The Journal of San Diego History
SAN DIEGO HISTORICAL SOCIETY QUARTERLY
Winter 1999, Volume 45, Number 1
Richard W. Crawford, Editor

Book Review

The Power of God Against the Guns of Government: Religious Upheaval in Mexico at the Turn of the Nineteenth Century.  

By Paul J. Vanderwood. Stanford: Stanford University Press, 1998. Photos, maps, bibliography, notes, xi + 409 pages. $65. cloth..

Reviewed by Terry Rugeley, Associate Professor of Mexican History, University of Oklahoma, author of Yucatan’s Maya Peasantry and the Origins of the Caste War (1996).

Paul Vanderwood’s new and important work on the Tomochic rebellion of western Chihuahua fills a void in our historical knowledge of one of the more dramatic events in late nineteenth-century Mexico. This book manages to impress in so many ways that isolating any one contribution seems difficult, but perhaps Vanderwood’s most critical achievement is to show how village quarrels, popular religiosity, and national politics combined to spark a bloody repression that permanently stained the regime of Porfirio Diaz (1876-1911).

The (complicated) underlying story runs something as follows. In 1891 the mountain village of Tomochic found itself stricken by drought, economic change, conflicts with the Catholic clergy, and factional quarrels concerning local resources and town political power. The latter two mostly belonged to the “village son of a bitch” Reyes Dominguez, a ruthless man with allies in the municipal government and among the regional clergy. Town religion, however, lay in the hands of a faction led by Cruz Chavez, a proud, stiff-necked individual with a religious faith in justice. Chavez and his followers chafed under local and state prohibitions against public religious pilgrimages. When a visiting minister threatened to suspend church services in Tomochic, Chavez and his followers bolted the town and set out for El Chopeque, a local religious site, but on the way a brush with a rural military unit turns fatal, and the Chavez group were quickly inflated into revolutionaries and fanatics. Much of the religious ferment of the time owed to the nearby presence of a faith-healer, Teresa Urrea of Cabora, Sonora; her miracle cures comforted the local masses, but her preachings against “priests, money, an doctors” began to inspire those unhappy with the Diaz dictatorship, which country people experienced through the rule of regional subordinates. When a local Indian uprising invoked Teresa’s name, Diaz banished the saint and her family to Arizona, and launched a crackdown on the “revolutionaries” of Tomochic. This plan was complicated by the corruption and incompetence of the porfirian military, but eventually, in late October of 1892, the army managed to wipe out the Tomochic revolutionaries to a man. Teresita lived on in exile, healing the poor, working as a traveling act, dallying in affairs, and eventually dying of tuberculosis in 1906 at the age of 33. Mexicans and Mexican-Americans of all political persuasions spent the following decades recasting the story and meaning of Teresita and Tomochic to suit their own particular interests.

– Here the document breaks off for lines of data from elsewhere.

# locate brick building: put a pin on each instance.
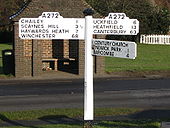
(35, 57)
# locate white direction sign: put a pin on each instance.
(51, 26)
(116, 24)
(114, 48)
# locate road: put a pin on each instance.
(140, 93)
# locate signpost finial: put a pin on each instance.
(88, 11)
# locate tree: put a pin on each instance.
(152, 19)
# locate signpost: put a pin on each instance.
(51, 25)
(54, 27)
(114, 48)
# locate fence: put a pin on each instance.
(155, 39)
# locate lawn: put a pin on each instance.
(149, 58)
(72, 118)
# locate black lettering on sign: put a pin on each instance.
(75, 36)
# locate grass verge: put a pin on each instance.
(70, 116)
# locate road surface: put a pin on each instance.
(139, 93)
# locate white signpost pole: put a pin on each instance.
(88, 83)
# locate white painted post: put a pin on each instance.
(88, 83)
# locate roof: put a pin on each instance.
(66, 8)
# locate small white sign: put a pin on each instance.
(114, 48)
(116, 24)
(51, 26)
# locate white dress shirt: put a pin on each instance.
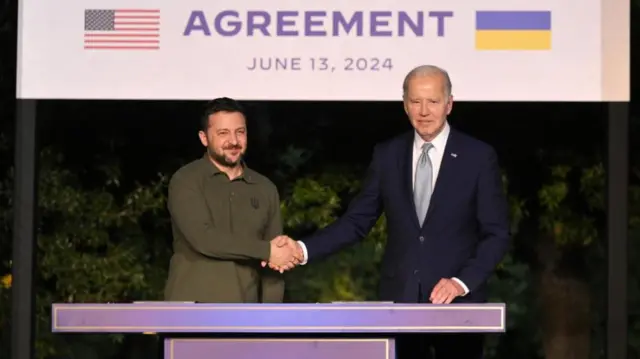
(435, 154)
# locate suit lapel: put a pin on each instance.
(406, 173)
(446, 175)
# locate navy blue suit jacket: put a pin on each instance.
(465, 233)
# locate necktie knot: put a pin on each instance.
(425, 152)
(423, 183)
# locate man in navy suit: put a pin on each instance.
(447, 214)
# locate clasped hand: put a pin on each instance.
(285, 254)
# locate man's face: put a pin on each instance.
(427, 104)
(226, 138)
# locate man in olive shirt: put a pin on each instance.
(225, 219)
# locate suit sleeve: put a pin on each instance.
(360, 217)
(493, 220)
(273, 281)
(190, 214)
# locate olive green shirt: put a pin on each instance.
(222, 230)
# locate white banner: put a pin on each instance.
(494, 50)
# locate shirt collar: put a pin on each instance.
(438, 142)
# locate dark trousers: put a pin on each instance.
(439, 345)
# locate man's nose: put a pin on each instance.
(424, 110)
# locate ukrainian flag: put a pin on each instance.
(513, 30)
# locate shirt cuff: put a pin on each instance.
(466, 290)
(304, 253)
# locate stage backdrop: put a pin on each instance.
(494, 50)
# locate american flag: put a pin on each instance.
(122, 29)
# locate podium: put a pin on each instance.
(283, 331)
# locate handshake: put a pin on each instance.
(285, 254)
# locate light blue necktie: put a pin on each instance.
(423, 183)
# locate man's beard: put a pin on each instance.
(224, 160)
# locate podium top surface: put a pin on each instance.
(344, 317)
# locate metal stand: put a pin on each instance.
(617, 229)
(24, 236)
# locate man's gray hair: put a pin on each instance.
(426, 70)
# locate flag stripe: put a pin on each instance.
(513, 40)
(513, 20)
(88, 47)
(122, 29)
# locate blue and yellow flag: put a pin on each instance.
(513, 30)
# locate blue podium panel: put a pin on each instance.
(278, 331)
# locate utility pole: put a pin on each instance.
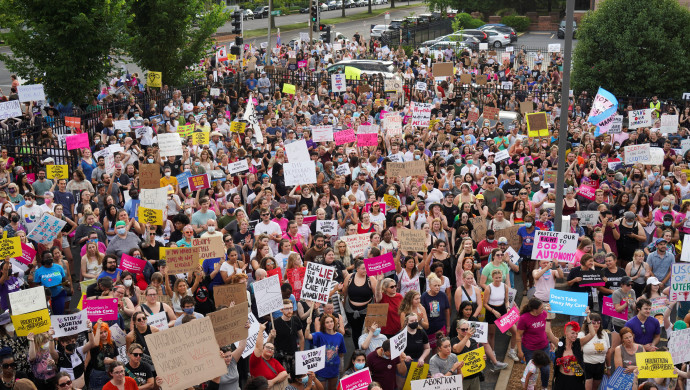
(565, 96)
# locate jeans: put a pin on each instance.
(544, 370)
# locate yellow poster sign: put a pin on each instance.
(150, 216)
(655, 364)
(415, 373)
(35, 322)
(200, 138)
(57, 172)
(154, 79)
(474, 362)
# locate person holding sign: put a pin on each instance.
(335, 349)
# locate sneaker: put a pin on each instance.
(513, 355)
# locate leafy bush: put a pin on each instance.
(519, 23)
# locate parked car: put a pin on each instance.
(561, 30)
(498, 39)
(502, 29)
(261, 12)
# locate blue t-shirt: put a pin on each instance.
(50, 277)
(335, 345)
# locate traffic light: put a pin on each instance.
(314, 16)
(237, 22)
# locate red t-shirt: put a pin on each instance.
(257, 367)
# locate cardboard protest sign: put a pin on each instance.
(268, 295)
(186, 355)
(149, 175)
(537, 124)
(229, 324)
(376, 313)
(592, 278)
(317, 282)
(608, 309)
(568, 302)
(655, 364)
(57, 172)
(680, 282)
(182, 260)
(554, 246)
(415, 373)
(34, 322)
(359, 380)
(69, 324)
(380, 264)
(25, 301)
(311, 360)
(412, 240)
(474, 362)
(507, 320)
(398, 343)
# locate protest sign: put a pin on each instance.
(103, 309)
(592, 278)
(224, 295)
(537, 124)
(47, 229)
(554, 246)
(299, 173)
(169, 144)
(415, 373)
(77, 141)
(507, 320)
(474, 361)
(655, 364)
(317, 282)
(327, 227)
(186, 355)
(453, 382)
(359, 380)
(182, 260)
(481, 331)
(34, 322)
(678, 344)
(639, 118)
(609, 309)
(31, 92)
(25, 301)
(376, 313)
(398, 343)
(412, 240)
(57, 171)
(568, 302)
(357, 243)
(229, 324)
(311, 360)
(380, 264)
(268, 295)
(680, 283)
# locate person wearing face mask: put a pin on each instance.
(51, 275)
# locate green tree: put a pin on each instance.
(170, 35)
(64, 45)
(633, 47)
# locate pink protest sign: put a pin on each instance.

This is a compelling story, but also a known story, at least in its larger contours. More important is what Vanderwood manages to bring along the way. He uses the narrative as launching pad for explorations of many aspects of nineteenth-century Chihuahua, including town life, mining, “religion as practiced,” and state politics. Consonant with his earlier work, Vanderwood places considerable emphasis on the incompetence of the porfirian army. The reader will long remember the scene in which a general, hopelessly intoxicated, leads his men in a cavalry charge against a field of wheat. The author’s history of Teresa’s travails in exile illuminate many of the intrigues that flourished among Mexicans and Hispanics living in Arizona, New Mexico, and southern California during the twilight of Porfirio Diaz.

The Power of God scores two important points. The first is the way that community-level quarrels and power struggles help condition the course of Mexican history. As Vanderwood puts it, “Mexican campesinos are not often good neighbors,” and he proceeds to show how struggles over local taxes, general stores, and political offices could mushroom into regional conflicts. This, I think, is getting at the heart of the Mexican rural experience, and will serve as a signpost for future work. Second, he demonstrates how religion functioned as a repository of all hopes and discontents, universal and hierarchical in theory but intensely local and popular in practice, always possessed of a “dangerous magic” that could turn into rebellion. Much to his credit, Vanderwood manages to do all this without trafficking in pretentious vocabularies. Even when dealing with matters as complex as religious prophesy, he finds a way to say it without rhetoric.

The book does make some demands. Vanderwood begins in the middle of things, as the followers of Cruz Chavez suffer their first brush with the Mexican armed forces. Only slowly does he peel back the preceding layers of history, so that it takes a while for the reader to become situated. At times his determination to get into the minds and daily lives of the participants leads Vanderwood into speculation. But the patient reader will be rewarded. The Tomochic episode, long neglected in English-language writings on Mexican history, seems clear at last, while The Power of God should have a place in the professional literature for a long time to come.